Recensione: Omnipresence
Secondo capitolo discografico sulla lunga distanza per i norvegesi Mindtech, buon gruppo dedito ad un heavy prog da risvolti tecnici “evoluti”, ispessiti da suoni quadrati e spigolosi che, pur non brillando per inventiva ha qualche buon punto a favore da esibire.
Il canovaccio è grossomodo facile da definire e descrivere.
Sulla base di riff solidi e martellanti in stile Nevermore, sventagliati dalla coppia Thor Axel Eriksen e Matius Belseth, si dipana una melodia dai risvolti metallici su cui si erge la voce di Mathias Indergard, piuttosto attagliato quale interprete di un genere di confine tra heavy dai contorni thrash e prog-metal come quello proposto.
Le pennellate di aperture “easy listening” percepibili di quando in quando, hanno il benefico effetto di rappresentare il proverbiale raggio di sole a squarciare una coltre di nubi plumbee.
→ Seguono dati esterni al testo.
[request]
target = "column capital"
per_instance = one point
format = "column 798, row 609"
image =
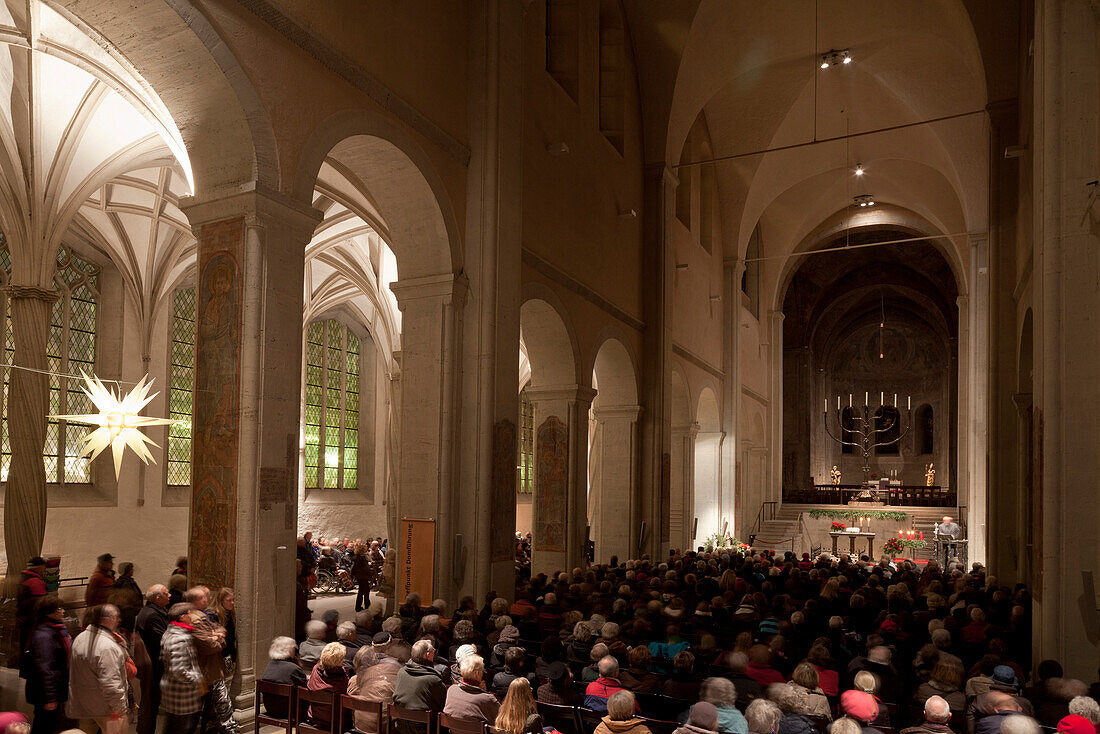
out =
column 257, row 205
column 448, row 288
column 31, row 292
column 581, row 395
column 630, row 413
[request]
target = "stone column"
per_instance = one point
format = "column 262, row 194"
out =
column 431, row 317
column 618, row 457
column 682, row 510
column 1066, row 302
column 773, row 479
column 978, row 394
column 561, row 477
column 659, row 207
column 28, row 405
column 732, row 385
column 244, row 511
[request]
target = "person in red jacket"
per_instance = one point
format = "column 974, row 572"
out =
column 101, row 581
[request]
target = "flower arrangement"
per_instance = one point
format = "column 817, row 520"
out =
column 898, row 546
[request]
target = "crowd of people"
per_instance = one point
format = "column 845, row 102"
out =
column 717, row 642
column 721, row 642
column 178, row 649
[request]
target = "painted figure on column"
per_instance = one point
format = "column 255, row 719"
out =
column 551, row 484
column 217, row 403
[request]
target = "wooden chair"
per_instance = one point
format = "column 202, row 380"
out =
column 446, row 723
column 589, row 719
column 320, row 701
column 397, row 713
column 288, row 692
column 350, row 704
column 564, row 719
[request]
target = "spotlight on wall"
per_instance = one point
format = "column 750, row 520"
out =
column 835, row 56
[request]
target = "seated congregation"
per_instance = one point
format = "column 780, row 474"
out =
column 707, row 642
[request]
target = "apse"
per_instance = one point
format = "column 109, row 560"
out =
column 875, row 326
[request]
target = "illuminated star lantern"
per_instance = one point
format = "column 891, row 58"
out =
column 118, row 419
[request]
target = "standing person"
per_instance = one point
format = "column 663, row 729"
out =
column 100, row 582
column 98, row 675
column 150, row 625
column 32, row 588
column 364, row 576
column 45, row 665
column 182, row 687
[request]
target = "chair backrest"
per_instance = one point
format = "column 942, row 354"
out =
column 397, row 713
column 564, row 719
column 460, row 725
column 286, row 692
column 590, row 719
column 319, row 701
column 349, row 704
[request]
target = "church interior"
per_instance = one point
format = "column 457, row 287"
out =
column 614, row 277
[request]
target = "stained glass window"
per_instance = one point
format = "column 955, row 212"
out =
column 182, row 386
column 526, row 444
column 331, row 420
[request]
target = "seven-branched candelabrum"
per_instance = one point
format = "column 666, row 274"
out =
column 870, row 428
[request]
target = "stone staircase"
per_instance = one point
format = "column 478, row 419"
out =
column 783, row 533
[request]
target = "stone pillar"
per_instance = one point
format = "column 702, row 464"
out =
column 978, row 394
column 561, row 477
column 659, row 208
column 431, row 317
column 248, row 384
column 732, row 384
column 28, row 405
column 618, row 457
column 1066, row 304
column 682, row 508
column 773, row 479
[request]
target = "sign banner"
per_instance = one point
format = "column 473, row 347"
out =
column 416, row 559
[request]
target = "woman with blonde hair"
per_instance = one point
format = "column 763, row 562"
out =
column 518, row 714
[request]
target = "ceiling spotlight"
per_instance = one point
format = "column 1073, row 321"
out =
column 834, row 56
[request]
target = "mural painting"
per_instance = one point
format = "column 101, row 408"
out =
column 551, row 484
column 216, row 429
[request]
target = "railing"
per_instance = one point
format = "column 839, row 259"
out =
column 912, row 495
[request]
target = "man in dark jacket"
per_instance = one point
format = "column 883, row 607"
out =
column 419, row 686
column 45, row 666
column 150, row 625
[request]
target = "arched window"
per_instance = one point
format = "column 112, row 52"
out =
column 526, row 483
column 846, row 433
column 182, row 386
column 332, row 427
column 925, row 429
column 888, row 427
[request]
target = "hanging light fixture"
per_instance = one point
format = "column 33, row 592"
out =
column 118, row 420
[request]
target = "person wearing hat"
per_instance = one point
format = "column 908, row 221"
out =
column 702, row 718
column 100, row 582
column 558, row 689
column 32, row 588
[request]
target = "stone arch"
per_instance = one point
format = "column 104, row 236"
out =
column 384, row 160
column 215, row 95
column 614, row 514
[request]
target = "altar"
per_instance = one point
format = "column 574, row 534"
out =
column 851, row 541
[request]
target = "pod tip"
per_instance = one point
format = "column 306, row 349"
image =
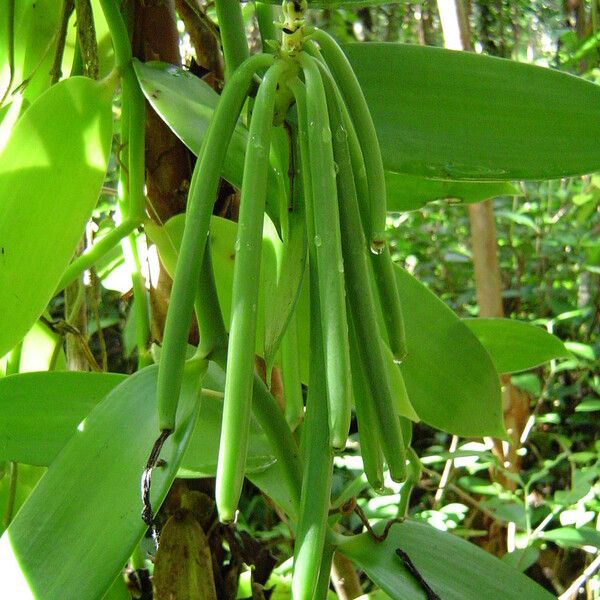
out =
column 378, row 244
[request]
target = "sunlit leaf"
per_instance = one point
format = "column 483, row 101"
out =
column 51, row 172
column 88, row 503
column 453, row 568
column 459, row 115
column 514, row 345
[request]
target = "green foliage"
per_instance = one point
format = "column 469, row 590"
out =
column 294, row 283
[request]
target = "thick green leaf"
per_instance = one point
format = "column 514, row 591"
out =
column 459, row 115
column 450, row 378
column 410, row 192
column 88, row 504
column 453, row 568
column 515, row 345
column 40, row 412
column 572, row 537
column 186, row 104
column 35, row 25
column 51, row 172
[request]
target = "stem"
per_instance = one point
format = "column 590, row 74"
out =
column 414, row 475
column 86, row 33
column 359, row 111
column 389, row 306
column 266, row 26
column 203, row 189
column 61, row 36
column 140, row 300
column 233, row 34
column 12, row 492
column 310, row 545
column 344, row 578
column 95, row 253
column 379, row 397
column 237, row 405
column 10, row 18
column 213, row 336
column 118, row 32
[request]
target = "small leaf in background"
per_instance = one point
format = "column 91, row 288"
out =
column 88, row 503
column 51, row 172
column 453, row 568
column 571, row 537
column 514, row 345
column 521, row 558
column 450, row 378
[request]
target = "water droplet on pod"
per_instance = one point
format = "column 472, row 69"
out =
column 377, row 246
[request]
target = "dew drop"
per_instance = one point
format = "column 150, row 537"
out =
column 377, row 247
column 341, row 133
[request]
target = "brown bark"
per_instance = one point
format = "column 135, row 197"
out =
column 203, row 36
column 488, row 284
column 344, row 578
column 155, row 37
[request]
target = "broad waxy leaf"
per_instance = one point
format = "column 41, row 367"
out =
column 48, row 188
column 41, row 411
column 88, row 503
column 410, row 192
column 35, row 25
column 459, row 115
column 514, row 345
column 450, row 378
column 186, row 104
column 453, row 568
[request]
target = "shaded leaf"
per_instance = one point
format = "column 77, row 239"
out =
column 88, row 503
column 459, row 115
column 41, row 411
column 410, row 192
column 450, row 378
column 571, row 537
column 452, row 567
column 51, row 172
column 515, row 345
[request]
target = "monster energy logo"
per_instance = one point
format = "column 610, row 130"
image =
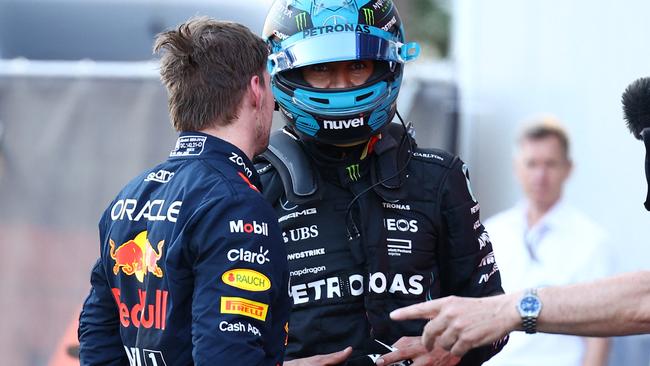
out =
column 354, row 172
column 301, row 21
column 369, row 15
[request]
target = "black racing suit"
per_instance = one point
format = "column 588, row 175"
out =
column 420, row 238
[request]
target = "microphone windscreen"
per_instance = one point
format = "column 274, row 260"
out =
column 636, row 106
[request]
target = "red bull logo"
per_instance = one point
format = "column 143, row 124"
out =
column 137, row 257
column 142, row 314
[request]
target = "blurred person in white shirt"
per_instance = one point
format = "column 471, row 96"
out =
column 543, row 241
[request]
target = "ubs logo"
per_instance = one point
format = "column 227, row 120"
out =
column 300, row 233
Escamotage sempre ben accetto ma certamente non nuovo in contesti similari.
Come facile da intuire insomma, i Mindtech non inventano davvero nulla, ma piuttosto si uniformano ad una serie di codici preesistenti, osservandone i dettami con una interpretazione propria che non veicola novità, tuttavia promette di essere comunque abbastanza godibile all’ascolto.
Vengono in mente, oltre ai già citati Nevermore, anche i conterranei Communic, ma pure Darkwater e Pyramaze, pur senza possedere in confronto a questi ultimi, una componente tastieristica particolarmente evidente.
In generale, quel filone di power prog venato di thrash che ha scollinato la prima decade del nuovo millennio per arrivare sino ad oggi, è l’anima preponderante che innerva le composizioni del quintetto nordico, dignitoso esponente di una scena all’interno della quale è tuttavia sempre più complicato ritagliarsi uno spazio proprio.
Ci potrebbero riuscire almeno in parte alcune sonore scorribande metalliche come “The Lotus Eye“, “Unity”, “The Journey” e “Brahman”, canzoni che viaggiano come mezzi corazzati ma che conservano al proprio interno soluzioni melodiche accattivanti ed immediate, nobilitate da ritornelli aperti e finanche orecchiabili.
Atmosfere caliginose che non abbandonano mai la narrazione proposta dal disco ma non opprimono, offrendo piuttosto una sorta di “fondale” su cui far scivolare una costante tempesta di riff arcigni ed affilati.
Non male…
“Omnipresence” è un album che si ascolta in scioltezza e si dimostra, alla resa dei conti, un prodotto di buona caratura, ben confezionato (suoni ed arrangiamenti sono di primo livello) e tutt’altro che sgradevole: per completare l’opera manca qualche schizzo di genialità.
Qualora i Mindtech dovessero riuscire ad aggiungerlo al loro songwriting in un prossimo futuro, potrebbero, in effetti, raggiungere risultati insperati.